Cultures of Chaos
A product roadmap can actually be detrimental to the business if the gameplan keeps changing.
I am the last person to write about discipline. I am trying to stop eating after 9pm and it’s nearly killing me. Yes, 9PM. In a world where folks fast through, say, Wednesday, I am struggling to cut snacking one hour before I go to bed.
Still. I’m going to talk about discipline. Please tell me (comments, like button, blink twice) if this has ever happened to you. You get an impromptu slack message, email or meeting request where the team is told to stop working on the strategic initiative they’ve been slugging away at and to work on something new. Sometimes it makes sense. But when it becomes a pattern, it’s crushing.
It happened to me this morning. We were to stop what we’re doing and pursue a new strategic directive “ASAP”. This was prompted by one prospect request in our sales process. (If you’re wondering, it’s not a “white whale” prospect. It’s just … another prospect.) The new directive isn’t bad for the product. If we stick with this plan, it’ll help some customers and help our product positioning. But it’s still a reversal of what we had been currently working on. This has happened at our company several times this year.
Call it context shifting. Call it startup culture. Call it agile (although it’s not). I call it a lack of discipline. How can a team rally behind ideas if they are constantly at risk of getting shut down? Why produce high quality? Why talk about these ideas excitedly with clients? Why do the necessary research?
It’s like building the perfect sandcastle too close to the ocean. It’ll be gone in a matter of minutes, so how much of my heart and soul do I invest?
I call this a “culture of chaos”. In a startup, it can make sense if you’re finding product-market fit or perhaps landing on the right problem to solve. But for an established company (as mine is)? It’s crippling. It means that what was planned, designed, developed and perhaps even marketed won’t likely be realized. Sure, we can go back to the thing we were doing. But if we abandoned that thing so easily, why would we?
This brings up the next question: How solid was the strategic direction if it could be replaced on a whim? In my case, it was pretty solid. But apparently not bulletproof. It had been validated and there was a go-to-market opportunity attached to it. The new direction also has a market opportunity attached but now our team of settlers need to pack up our belongings and hike to another destination. Right when we had the campfire going too…
In a culture of chaos, the roadmap becomes less valuable. Sure, a roadmap can - and some would say - should change. But when the product vision gets turned upside down at an alarming frequency, the roadmap becomes less valuable to its audience. It becomes littered with risk if the intent is to excite customers, partners, analysts or our own team. In some ways, an ever-changing roadmap looks like execution failure and unfulfilled promise.

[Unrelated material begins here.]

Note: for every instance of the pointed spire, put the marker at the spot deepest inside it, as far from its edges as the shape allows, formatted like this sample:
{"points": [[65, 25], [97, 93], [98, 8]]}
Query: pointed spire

The solution? In the short term, hide the roadmap. Don’t use one. And then turn toward the larger issue - fixing the culture. Take the necessary steps to instill patience, focus and discipline into the planning. This is a really hard thing to do. In many cases, like mine, you are looking to change the behavior of senior leaders. However, by outlining the risks to the business and to team morale, perhaps the culture can begin to change. By calling out the opportunity costs, and putting that into real numbers, one might be able to dissuade leadership from breakneck changes in direction. Might. But also, worth the effort.
The good news is that the really strong teams don’t alter strategy this often. For established companies (post product-market fit), there is a clear strategy of what the company aims to be and a general field guide for how it’ll get there. A complete change in direction requires substantial new information or a change to the environment. This could be a market event (perhaps a financial recession), technological breakthrough (perhaps AI) or corporate event (perhaps an acquisition).
The best leaders acknowledge and set aside shiny objects and stay focused on the strategy in place, until it’s realized or discredited.
It’s like driving. If you constantly change direction, you’ll never reach a destination. But you will eventually run out of gas.